Kohlmeier: Rechtsausschuss bestätigt City-Tax

Kohlmeier: Rechtsausschuss bestätigt City-Tax

 

Nachdem der Rechtsausschuss des Berliner Abgeordnetenhauses am 4. Dezember die Citytax einstimmig bestätigt hat, wird das Berliner Abgeordnetenhaus am 12. Dezember endgültig über die Einführung abstimmen, so der Berliner SPD-Abgeordnete und rechtspolitische Sprecher der SPD-Fraktion Sven Kohlmeier. Die Koalitionsfraktionen von SPD und CDU sowie die Grünen und Piraten stimmten im Rechtsausschuss für den Gesetzestext zur Einführung der Citytax, die Linksfraktion hat sich enthalten. Das “Gesetz über eine Übernachtungssteuer in Berlin” (PDF-Dokument)(PDF, Link zum Berliner Abbgeordnetenhaus) schafft die rechtliche Grundlage, um von (privaten) Hotelgästen zukünftig eine Steuer von 5 % der Übernachtungskosten (ohne Umsatzsteuer und ohne Aufwand für andere Dienstleistungen) zu erheben. Betrieblich veranlaßte Übernachtungen sind von der Steuer ausgenommen.

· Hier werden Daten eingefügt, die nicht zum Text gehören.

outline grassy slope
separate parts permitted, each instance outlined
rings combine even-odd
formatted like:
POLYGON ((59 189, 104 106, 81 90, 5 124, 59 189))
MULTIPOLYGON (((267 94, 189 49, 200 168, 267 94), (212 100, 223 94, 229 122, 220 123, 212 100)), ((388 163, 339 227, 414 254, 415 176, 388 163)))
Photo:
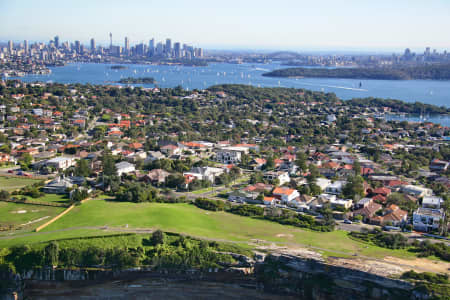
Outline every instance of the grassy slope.
POLYGON ((39 182, 40 180, 29 178, 16 178, 0 176, 0 190, 14 191, 39 182))
POLYGON ((104 235, 100 230, 58 231, 70 227, 111 226, 128 224, 129 228, 161 228, 165 231, 185 233, 214 240, 248 242, 261 239, 286 244, 311 245, 327 249, 325 254, 337 252, 359 253, 374 257, 386 255, 412 257, 404 250, 389 250, 366 245, 347 237, 343 231, 320 233, 301 230, 291 226, 255 220, 224 212, 209 212, 188 204, 160 203, 117 203, 92 200, 76 207, 68 215, 44 229, 42 234, 7 240, 0 240, 0 247, 48 241, 84 235, 104 235), (78 234, 78 235, 77 235, 78 234), (278 236, 284 234, 284 236, 278 236))
MULTIPOLYGON (((63 210, 63 207, 0 202, 0 224, 20 225, 45 216, 52 218, 63 210), (26 211, 26 213, 17 213, 18 211, 26 211)), ((48 218, 47 221, 50 220, 50 218, 48 218)), ((32 227, 37 227, 37 225, 42 224, 43 222, 45 221, 33 223, 32 227)))

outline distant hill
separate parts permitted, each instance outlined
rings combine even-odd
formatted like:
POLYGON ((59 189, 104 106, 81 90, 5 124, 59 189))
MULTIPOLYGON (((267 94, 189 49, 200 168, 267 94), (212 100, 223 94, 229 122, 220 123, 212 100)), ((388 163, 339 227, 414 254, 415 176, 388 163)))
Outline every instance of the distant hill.
POLYGON ((384 68, 287 68, 263 74, 269 77, 317 77, 349 79, 412 80, 432 79, 450 80, 450 64, 423 65, 414 67, 384 68))
POLYGON ((155 79, 153 77, 141 77, 141 78, 127 77, 127 78, 120 79, 118 82, 123 83, 123 84, 130 84, 130 83, 154 84, 155 79))

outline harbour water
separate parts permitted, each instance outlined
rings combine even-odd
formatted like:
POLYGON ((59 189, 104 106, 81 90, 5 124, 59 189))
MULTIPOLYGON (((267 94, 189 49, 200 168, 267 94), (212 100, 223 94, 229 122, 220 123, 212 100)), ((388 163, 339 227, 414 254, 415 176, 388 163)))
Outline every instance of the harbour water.
MULTIPOLYGON (((450 81, 438 80, 359 80, 333 78, 274 78, 262 74, 284 68, 279 63, 228 64, 211 63, 205 67, 126 64, 125 69, 111 69, 110 64, 73 63, 51 68, 48 75, 20 77, 27 82, 59 82, 115 84, 126 77, 153 77, 156 86, 185 89, 204 89, 216 84, 249 84, 258 87, 293 87, 335 93, 342 99, 378 97, 398 99, 405 102, 420 101, 450 107, 450 81), (361 83, 361 85, 360 85, 361 83)), ((133 84, 154 87, 153 84, 133 84)), ((418 116, 400 117, 421 121, 418 116)), ((392 118, 395 119, 395 118, 392 118)), ((450 126, 448 116, 428 116, 428 121, 450 126)))

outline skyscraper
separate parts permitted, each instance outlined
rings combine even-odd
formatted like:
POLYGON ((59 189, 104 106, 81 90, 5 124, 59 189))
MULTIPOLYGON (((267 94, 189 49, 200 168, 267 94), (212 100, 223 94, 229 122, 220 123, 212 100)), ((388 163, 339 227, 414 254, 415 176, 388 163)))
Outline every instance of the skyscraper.
POLYGON ((130 41, 128 40, 128 37, 125 37, 125 53, 130 54, 130 41))
POLYGON ((155 54, 155 39, 151 39, 148 43, 148 56, 153 56, 155 54))
POLYGON ((94 40, 94 38, 91 39, 91 52, 95 52, 95 40, 94 40))
POLYGON ((173 44, 173 54, 174 54, 175 58, 181 57, 181 44, 180 43, 173 44))
POLYGON ((75 51, 80 54, 81 53, 81 44, 80 41, 75 41, 75 51))
POLYGON ((172 40, 171 39, 166 40, 166 53, 169 54, 169 56, 172 54, 172 40))

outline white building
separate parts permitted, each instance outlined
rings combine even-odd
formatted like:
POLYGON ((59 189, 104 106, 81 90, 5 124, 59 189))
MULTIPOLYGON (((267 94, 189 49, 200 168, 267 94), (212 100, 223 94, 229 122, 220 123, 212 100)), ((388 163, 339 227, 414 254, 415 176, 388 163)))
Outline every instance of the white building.
POLYGON ((215 178, 223 174, 225 171, 221 168, 213 168, 213 167, 195 167, 192 168, 189 172, 184 172, 183 176, 193 176, 198 180, 208 180, 214 183, 215 178))
POLYGON ((54 167, 55 169, 65 170, 71 166, 76 164, 76 160, 73 157, 64 157, 59 156, 52 159, 49 159, 45 162, 47 166, 54 167))
POLYGON ((248 153, 245 147, 224 147, 216 150, 216 160, 223 164, 236 164, 241 161, 242 154, 248 153))
POLYGON ((426 197, 423 197, 422 207, 423 208, 440 209, 441 204, 443 204, 443 203, 444 203, 444 199, 442 199, 441 197, 426 196, 426 197))
POLYGON ((428 232, 439 229, 440 220, 445 217, 442 201, 440 197, 423 197, 422 207, 413 213, 414 230, 428 232))
POLYGON ((411 184, 404 185, 402 187, 402 192, 413 195, 415 197, 425 197, 433 195, 433 191, 431 189, 411 184))
POLYGON ((291 202, 292 200, 300 197, 297 190, 287 187, 277 187, 273 190, 272 194, 284 203, 291 202))
POLYGON ((291 178, 289 177, 288 172, 278 171, 278 172, 266 172, 264 173, 264 179, 266 180, 275 180, 278 179, 280 182, 280 185, 283 185, 285 183, 288 183, 291 181, 291 178))
POLYGON ((413 213, 413 226, 417 231, 432 231, 439 229, 440 220, 444 219, 443 209, 419 207, 413 213))
POLYGON ((325 193, 339 195, 342 193, 342 189, 344 188, 345 184, 345 181, 335 181, 325 188, 325 193))
POLYGON ((122 176, 122 174, 128 174, 134 172, 136 169, 133 164, 127 161, 121 161, 116 164, 117 175, 122 176))

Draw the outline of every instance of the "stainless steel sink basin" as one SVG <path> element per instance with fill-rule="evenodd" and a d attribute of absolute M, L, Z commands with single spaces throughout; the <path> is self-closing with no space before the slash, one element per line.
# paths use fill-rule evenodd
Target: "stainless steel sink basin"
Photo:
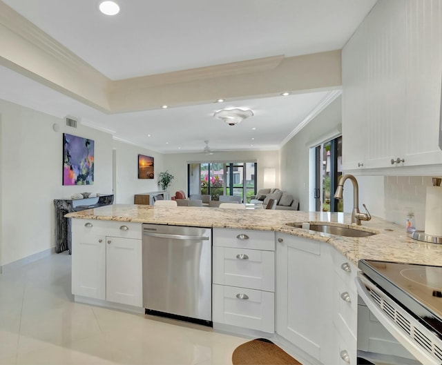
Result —
<path fill-rule="evenodd" d="M 287 224 L 288 226 L 292 227 L 299 227 L 305 229 L 309 229 L 310 230 L 316 230 L 316 232 L 323 232 L 323 233 L 328 233 L 329 235 L 336 235 L 337 236 L 344 237 L 369 237 L 376 235 L 373 232 L 368 232 L 367 230 L 362 230 L 358 228 L 354 228 L 352 227 L 348 227 L 347 226 L 335 226 L 327 224 Z"/>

"Die Steuer", so Sven Kohlmeier, "wird damit in erheblichen Maße von Touristen getragen werden, die unsere Stadt besuchen. Während im Jahre 2000 Berlin knapp 10 Millionen Übernachtungen verzeichnete, waren es 2011 bereits 22,4 Millionen Übernachtungen." Wie auch in anderen europäischen oder amerikanischen Großstädten werden durch die Citytax Einnahmen realisiert, um die öffentliche Infrastruktur zu finanzieren und noch attraktiver zu gestalten – mindestens 50% der Steuereinnahmen sollen unmittelbar kulturellen, touristischen und tourismusnahen Zwecken zukommen. In der Rechtsausschusssitzung haben die Koalitionsfraktionen noch eine Änderung am Gesetz vorgenommen. Es wurde eine Steuerhaftungsregelung für Hotelgäste eingefügt, welche zunächst eine betriebliche Veranlassung im Hotel glaubhaft machten (und von der Steuerpflicht somit befreit waren), die dann aber später wegfällt. So soll sichergestellt werden, dass die Hotelgäste bei nachträglichem Wegfall der betrieblichen Veranlassung noch zur Steuernachzahlung herangezogen werden können. Die Änderung erfolgte auf Grund eines gerichtlichen Hinweises in einem Verfahren vor dem Finanzgericht Bremen. Der Justizsenator machte in der Sitzung deutlich, dass er keine erheblichen rechtlichen Bedenken gegen das Gesetz erhebt, ein Restrisiko aber bleibt. “Dieses Restrisiko besteht immer”, so Sven Kohlmeier. “Keiner von uns kann in die Zukunft schauen, ob ein Gesetz nicht irgendwann von irgendeinem Gericht für rechtswidrig erklärt wird. Wir haben sämtliche rechtlichen Erwägungen aufgenommen, damit das Gesetz auch in der Zukunft rechtssicher ist. Die Citytax ist ein richtiger Weg, um die Steuereinnahmen für das Land Berlin zu erhöhen.”
Das Gesetz soll zum 01.01.2014 in Kraft treten. Am 12. Dezember 2013 wird das Abgeordnetenhaus abschließend über das Gesetz beschließen.